Sarah Yeoman's watercolors also contemplate the water's surface – dazzling reflected sunlight in the striking “Waterlily World,” and a vivid blue stream in “Tributary.”
In the center of one gallery are clay vessels by Meghan Bergman that recreate layered barnacles in richly textured detail. Bergman also has several wonderfully imaginative tea sets that go beyond function into the realm of art, particularly the wryly titled “You Didn't Really Want Tea, Did You?” that bristles with unwelcoming spikes on the handle and spout. Her fish cups and pitchers are also great fun.
Maryland artist Geraldine McKeown looks at bodies of water and man's construction in her watercolors “Red Sails-Campobello Island,” “St.
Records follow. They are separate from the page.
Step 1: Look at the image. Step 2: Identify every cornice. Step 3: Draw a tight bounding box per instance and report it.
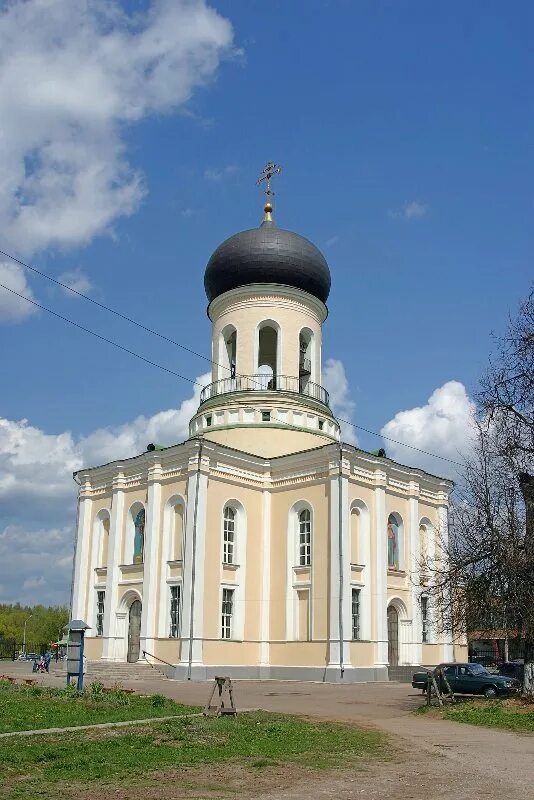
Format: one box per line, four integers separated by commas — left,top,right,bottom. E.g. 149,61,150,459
208,283,327,324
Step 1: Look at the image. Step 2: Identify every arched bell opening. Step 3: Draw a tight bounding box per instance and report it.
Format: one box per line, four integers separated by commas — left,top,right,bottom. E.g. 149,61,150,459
257,322,279,390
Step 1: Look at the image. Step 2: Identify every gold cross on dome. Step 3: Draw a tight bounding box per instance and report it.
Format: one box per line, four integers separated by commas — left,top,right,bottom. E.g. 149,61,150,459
257,161,282,198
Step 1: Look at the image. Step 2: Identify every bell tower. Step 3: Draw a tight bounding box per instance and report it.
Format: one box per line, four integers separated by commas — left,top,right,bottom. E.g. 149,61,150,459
189,165,340,457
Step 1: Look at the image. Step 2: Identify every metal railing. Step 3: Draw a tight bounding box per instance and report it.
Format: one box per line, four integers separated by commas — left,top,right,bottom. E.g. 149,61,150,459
199,374,330,407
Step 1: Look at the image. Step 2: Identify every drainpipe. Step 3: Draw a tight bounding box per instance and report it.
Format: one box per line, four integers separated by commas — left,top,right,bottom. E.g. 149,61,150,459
338,443,344,679
187,439,204,680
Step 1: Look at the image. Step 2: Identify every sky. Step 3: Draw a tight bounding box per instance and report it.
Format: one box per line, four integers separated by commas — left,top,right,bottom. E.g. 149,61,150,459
0,0,531,607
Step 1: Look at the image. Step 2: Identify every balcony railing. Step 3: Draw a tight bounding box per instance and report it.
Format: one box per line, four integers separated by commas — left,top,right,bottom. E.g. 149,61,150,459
199,374,330,407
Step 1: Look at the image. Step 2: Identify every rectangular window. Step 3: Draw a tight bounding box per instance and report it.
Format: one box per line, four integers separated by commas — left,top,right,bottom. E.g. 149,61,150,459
206,415,212,427
223,507,235,564
421,596,429,643
318,419,324,430
96,590,105,637
299,509,311,566
261,410,271,421
351,588,361,640
221,588,234,639
169,585,181,638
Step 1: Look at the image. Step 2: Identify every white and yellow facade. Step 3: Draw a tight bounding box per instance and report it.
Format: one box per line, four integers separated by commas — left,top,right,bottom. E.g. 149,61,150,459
71,201,461,680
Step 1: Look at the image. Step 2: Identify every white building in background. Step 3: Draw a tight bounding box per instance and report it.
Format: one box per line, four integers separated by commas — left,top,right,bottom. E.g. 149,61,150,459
71,184,462,680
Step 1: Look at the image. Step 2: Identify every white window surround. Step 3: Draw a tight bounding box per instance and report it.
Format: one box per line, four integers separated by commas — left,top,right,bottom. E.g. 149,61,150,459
286,500,314,641
124,502,145,565
87,509,111,625
254,318,282,378
157,495,186,638
218,499,246,640
387,511,405,571
349,500,371,641
223,505,236,564
169,583,182,639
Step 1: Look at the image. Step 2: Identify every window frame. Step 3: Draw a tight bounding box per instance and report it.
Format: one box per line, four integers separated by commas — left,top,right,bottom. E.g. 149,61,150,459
221,587,235,639
298,508,312,566
351,587,361,640
421,595,429,643
169,584,181,639
223,506,236,565
96,590,105,637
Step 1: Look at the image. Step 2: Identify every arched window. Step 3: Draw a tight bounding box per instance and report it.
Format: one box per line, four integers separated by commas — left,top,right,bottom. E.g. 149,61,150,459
133,508,145,564
299,328,313,392
220,325,237,380
298,508,312,566
223,506,236,564
350,507,360,564
387,514,400,570
99,515,110,567
173,503,184,561
257,322,279,388
419,523,428,563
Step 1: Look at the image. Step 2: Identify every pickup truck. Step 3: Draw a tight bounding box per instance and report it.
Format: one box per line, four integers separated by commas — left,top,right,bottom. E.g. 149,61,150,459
412,662,520,698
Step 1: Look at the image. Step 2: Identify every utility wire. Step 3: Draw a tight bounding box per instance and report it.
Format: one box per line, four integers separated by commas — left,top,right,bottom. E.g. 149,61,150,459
0,248,218,370
0,279,463,468
0,282,202,388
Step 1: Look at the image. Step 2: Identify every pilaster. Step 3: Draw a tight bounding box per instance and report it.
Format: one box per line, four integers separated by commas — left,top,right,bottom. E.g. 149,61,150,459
102,472,125,661
438,502,454,661
260,484,271,665
140,460,163,656
327,454,351,673
181,448,209,671
374,470,388,665
409,482,422,665
71,478,93,621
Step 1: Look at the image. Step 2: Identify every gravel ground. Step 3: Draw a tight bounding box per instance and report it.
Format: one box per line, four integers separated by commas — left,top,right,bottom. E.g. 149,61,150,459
3,661,533,799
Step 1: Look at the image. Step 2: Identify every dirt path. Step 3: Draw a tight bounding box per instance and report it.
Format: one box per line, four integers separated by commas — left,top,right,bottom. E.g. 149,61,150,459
3,663,534,798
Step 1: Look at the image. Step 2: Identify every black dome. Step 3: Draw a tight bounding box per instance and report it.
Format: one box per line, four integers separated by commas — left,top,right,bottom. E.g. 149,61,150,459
204,219,331,304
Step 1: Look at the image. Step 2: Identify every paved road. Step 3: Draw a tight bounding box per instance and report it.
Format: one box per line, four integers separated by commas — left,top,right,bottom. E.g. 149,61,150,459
3,661,534,798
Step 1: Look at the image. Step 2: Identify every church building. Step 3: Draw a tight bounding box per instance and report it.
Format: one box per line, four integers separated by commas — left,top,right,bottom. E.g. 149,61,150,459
71,170,460,681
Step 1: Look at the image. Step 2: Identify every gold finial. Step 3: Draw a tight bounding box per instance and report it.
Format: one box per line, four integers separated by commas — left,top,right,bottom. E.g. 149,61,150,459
257,161,282,221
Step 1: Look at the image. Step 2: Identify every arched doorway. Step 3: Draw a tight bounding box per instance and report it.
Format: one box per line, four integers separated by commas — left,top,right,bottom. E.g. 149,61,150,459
387,605,399,666
127,600,142,663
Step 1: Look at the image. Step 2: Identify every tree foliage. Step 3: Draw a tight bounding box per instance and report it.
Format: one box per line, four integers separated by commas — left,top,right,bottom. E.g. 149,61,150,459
425,289,534,695
0,603,69,648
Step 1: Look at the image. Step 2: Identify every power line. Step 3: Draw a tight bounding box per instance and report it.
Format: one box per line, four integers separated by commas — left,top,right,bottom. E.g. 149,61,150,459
0,247,219,370
0,282,201,388
0,280,463,468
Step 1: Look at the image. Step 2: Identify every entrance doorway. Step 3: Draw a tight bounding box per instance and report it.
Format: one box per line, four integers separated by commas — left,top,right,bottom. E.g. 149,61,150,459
387,605,399,666
127,600,142,663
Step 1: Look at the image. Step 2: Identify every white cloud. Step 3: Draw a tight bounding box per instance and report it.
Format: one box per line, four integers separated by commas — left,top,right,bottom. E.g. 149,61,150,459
204,165,239,181
57,269,92,297
0,0,235,257
0,372,210,605
0,261,37,322
325,235,339,247
322,358,358,445
389,200,428,221
380,380,476,478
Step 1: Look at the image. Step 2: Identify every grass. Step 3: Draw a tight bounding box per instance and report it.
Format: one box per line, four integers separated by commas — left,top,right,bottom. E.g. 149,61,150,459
0,680,198,733
0,711,388,799
417,697,534,733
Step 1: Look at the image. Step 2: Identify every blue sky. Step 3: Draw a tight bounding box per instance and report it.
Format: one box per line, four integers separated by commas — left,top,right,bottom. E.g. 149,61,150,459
0,0,531,605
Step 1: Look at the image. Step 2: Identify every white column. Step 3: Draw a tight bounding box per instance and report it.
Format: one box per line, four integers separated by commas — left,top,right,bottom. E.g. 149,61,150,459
359,508,372,642
260,485,271,665
438,501,454,661
374,472,388,665
71,478,93,621
181,448,208,671
409,485,422,665
327,457,351,671
328,474,341,667
102,473,125,661
140,460,163,657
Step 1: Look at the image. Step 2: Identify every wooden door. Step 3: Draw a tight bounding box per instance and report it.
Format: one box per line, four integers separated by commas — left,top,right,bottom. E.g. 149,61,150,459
387,605,399,666
127,600,142,663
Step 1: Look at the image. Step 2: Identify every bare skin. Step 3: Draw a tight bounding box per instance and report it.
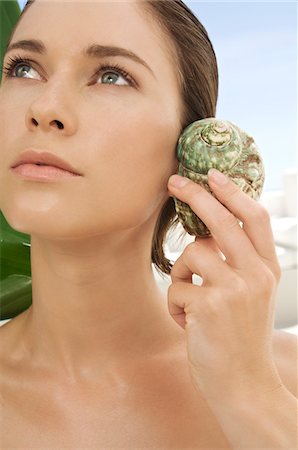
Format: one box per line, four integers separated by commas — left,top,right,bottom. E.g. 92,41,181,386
1,1,297,448
0,0,185,382
0,311,228,449
0,316,296,449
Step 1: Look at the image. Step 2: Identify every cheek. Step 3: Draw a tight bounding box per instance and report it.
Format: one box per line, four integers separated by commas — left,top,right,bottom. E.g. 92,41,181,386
77,107,179,231
0,92,19,167
89,107,179,201
0,97,22,212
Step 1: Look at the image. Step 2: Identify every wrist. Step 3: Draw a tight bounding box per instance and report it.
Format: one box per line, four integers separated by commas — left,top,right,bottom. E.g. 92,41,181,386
191,362,285,407
203,384,298,450
205,375,286,412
George's-Venice” and others. Madeleine Kelly shows a series of river views that have expressive, feathery edges that suggest the movement of the water and a breeze stirring the trees.
Rhoda Kahler has a large, multi-piece wall sculpture that looks like the ocean floor, and an earth-toned vessel with that has an ocean-blue glaze on the inside. Mala Galleria owner Corien Siepelinga shows her own “Wandering,” a moody acrylic painting that has a splendid surface and multiple layers of shadowy imagery, suggesting vistas within a complex, dreamy composition.
Portia Mortensen is spotlighted in the front gallery with two large, abstract oils that capture the shimmering blue-green of tropical water, but have intricately worked surfaces that mimic the surface of the water itself.
Jill Beech is represented by two clay vessels that resemble exotic corals. They have wonderful detail, achieved by making hundreds of piercings through the clay.
If you can't wait a moment longer for the soothing calm of wind on the water, this is the show for you.